Pas besoin de payer le transport usa-eu j'ai qqn qui y va cette semaine, et je voudrais savoir à combien ca reviendrait au final, voila, merci d'avance

ps: je sais bien que la question a déjà été posée mille fois mais j'avais pas assez d'imagination pour trouver un keyword pour faire un search.


----------



## cartman (14 Octobre 2002)

yo scuse mais t'es sur que cette carte fonctionne sur ton mac ???

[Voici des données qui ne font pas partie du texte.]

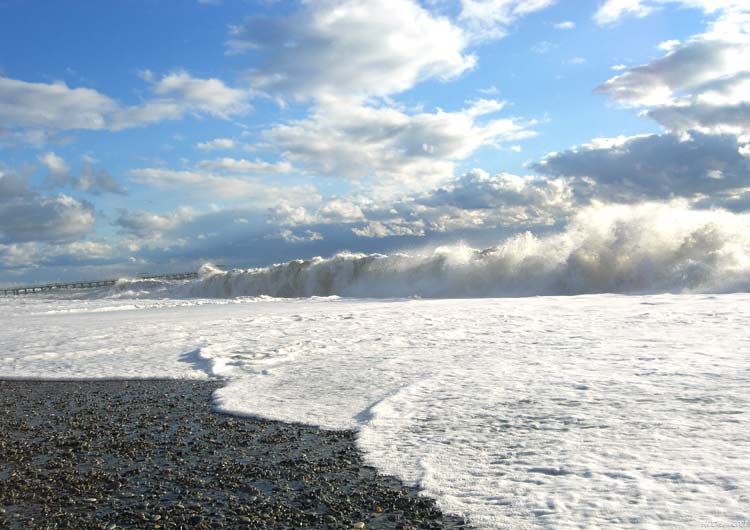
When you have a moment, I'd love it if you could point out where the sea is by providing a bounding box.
[0,204,750,529]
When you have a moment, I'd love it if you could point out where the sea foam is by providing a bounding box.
[134,204,750,298]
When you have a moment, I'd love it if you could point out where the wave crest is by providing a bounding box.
[159,204,750,298]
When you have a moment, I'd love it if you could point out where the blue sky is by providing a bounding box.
[0,0,750,283]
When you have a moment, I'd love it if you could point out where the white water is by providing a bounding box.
[81,204,750,298]
[0,294,750,528]
[0,204,750,529]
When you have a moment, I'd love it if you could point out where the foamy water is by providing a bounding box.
[0,294,750,528]
[0,204,750,529]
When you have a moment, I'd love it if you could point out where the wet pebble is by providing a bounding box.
[0,381,468,530]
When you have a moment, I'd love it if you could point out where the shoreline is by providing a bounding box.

y a bien un pilote linux mais... c po sur qu il aille nickel et en plus pas d OS X sur G3 beige si je ne m'abuse donc...

a+


----------



## iMolk (14 Octobre 2002)

le g3 est sous nux, j'ai oublié de préciser


----------



## macinside (14 Octobre 2002)

attention ce qui marche sous linux X86 ne marche pas forcement sous Linux PPC et dérive (yellow dog, ...)


----------



## iMolk (14 Octobre 2002)

je viends de vérifier, ca marche sous linuxppc


----------



## macinside (14 Octobre 2002)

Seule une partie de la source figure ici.